Table of Contents
Fetching ...

HO-Gaussian: Hybrid Optimization of 3D Gaussian Splatting for Urban Scenes

Zhuopeng Li, Yilin Zhang, Chenming Wu, Jianke Zhu, Liangjun Zhang

TL;DR

HO-Gaussian addresses the limitations of 3D Gaussian Splatting in urban scenes by removing reliance on SfM point initialization and introducing a grid-based volume to guide Gaussian optimization. It introduces Gaussian Position Encoding and Gaussian Directional Encoding to efficiently represent geometry and view-dependent color, plus Neural Warping to ensure multi-camera consistency, together with Point Densitification to fill low-texture and distant regions. The method jointly optimizes Gaussian parameters and grid-volume attributes with a hybrid loss, achieving real-time, photo-realistic novel-view rendering on Waymo and Argoverse without heavy storage demands. Experimental results demonstrate substantial improvements over both NeRF-based urban methods and SfM/LiDAR-reliant 3DGS baselines, with favorable texture and geometry quality and improved efficiency for large-scale urban scenes.

Abstract

The rapid growth of 3D Gaussian Splatting (3DGS) has revolutionized neural rendering, enabling real-time production of high-quality renderings. However, the previous 3DGS-based methods have limitations in urban scenes due to reliance on initial Structure-from-Motion(SfM) points and difficulties in rendering distant, sky and low-texture areas. To overcome these challenges, we propose a hybrid optimization method named HO-Gaussian, which combines a grid-based volume with the 3DGS pipeline. HO-Gaussian eliminates the dependency on SfM point initialization, allowing for rendering of urban scenes, and incorporates the Point Densitification to enhance rendering quality in problematic regions during training. Furthermore, we introduce Gaussian Direction Encoding as an alternative for spherical harmonics in the rendering pipeline, which enables view-dependent color representation. To account for multi-camera systems, we introduce neural warping to enhance object consistency across different cameras. Experimental results on widely used autonomous driving datasets demonstrate that HO-Gaussian achieves photo-realistic rendering in real-time on multi-camera urban datasets.

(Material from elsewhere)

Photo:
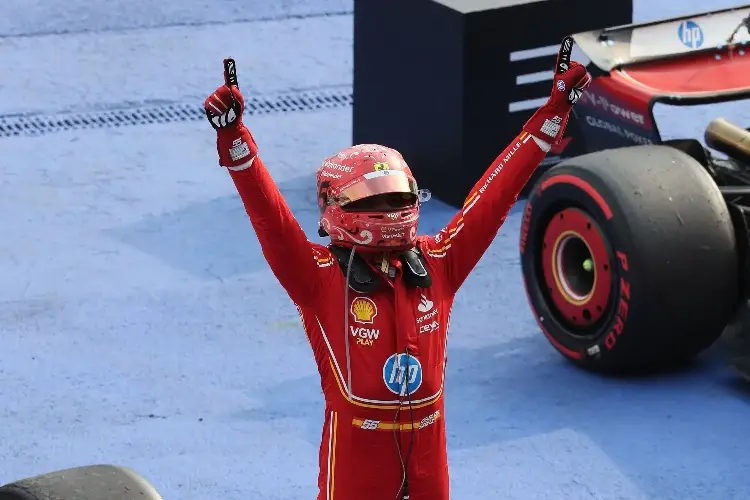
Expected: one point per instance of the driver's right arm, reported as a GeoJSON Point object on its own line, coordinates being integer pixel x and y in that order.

HO-Gaussian: Hybrid Optimization of 3D Gaussian Splatting for Urban Scenes

TL;DR

HO-Gaussian addresses the limitations of 3D Gaussian Splatting in urban scenes by removing reliance on SfM point initialization and introducing a grid-based volume to guide Gaussian optimization. It introduces Gaussian Position Encoding and Gaussian Directional Encoding to efficiently represent geometry and view-dependent color, plus Neural Warping to ensure multi-camera consistency, together with Point Densitification to fill low-texture and distant regions. The method jointly optimizes Gaussian parameters and grid-volume attributes with a hybrid loss, achieving real-time, photo-realistic novel-view rendering on Waymo and Argoverse without heavy storage demands. Experimental results demonstrate substantial improvements over both NeRF-based urban methods and SfM/LiDAR-reliant 3DGS baselines, with favorable texture and geometry quality and improved efficiency for large-scale urban scenes.

Abstract

The rapid growth of 3D Gaussian Splatting (3DGS) has revolutionized neural rendering, enabling real-time production of high-quality renderings. However, the previous 3DGS-based methods have limitations in urban scenes due to reliance on initial Structure-from-Motion(SfM) points and difficulties in rendering distant, sky and low-texture areas. To overcome these challenges, we propose a hybrid optimization method named HO-Gaussian, which combines a grid-based volume with the 3DGS pipeline. HO-Gaussian eliminates the dependency on SfM point initialization, allowing for rendering of urban scenes, and incorporates the Point Densitification to enhance rendering quality in problematic regions during training. Furthermore, we introduce Gaussian Direction Encoding as an alternative for spherical harmonics in the rendering pipeline, which enables view-dependent color representation. To account for multi-camera systems, we introduce neural warping to enhance object consistency across different cameras. Experimental results on widely used autonomous driving datasets demonstrate that HO-Gaussian achieves photo-realistic rendering in real-time on multi-camera urban datasets.
Paper Structure (24 sections, 12 equations, 5 figures, 3 tables)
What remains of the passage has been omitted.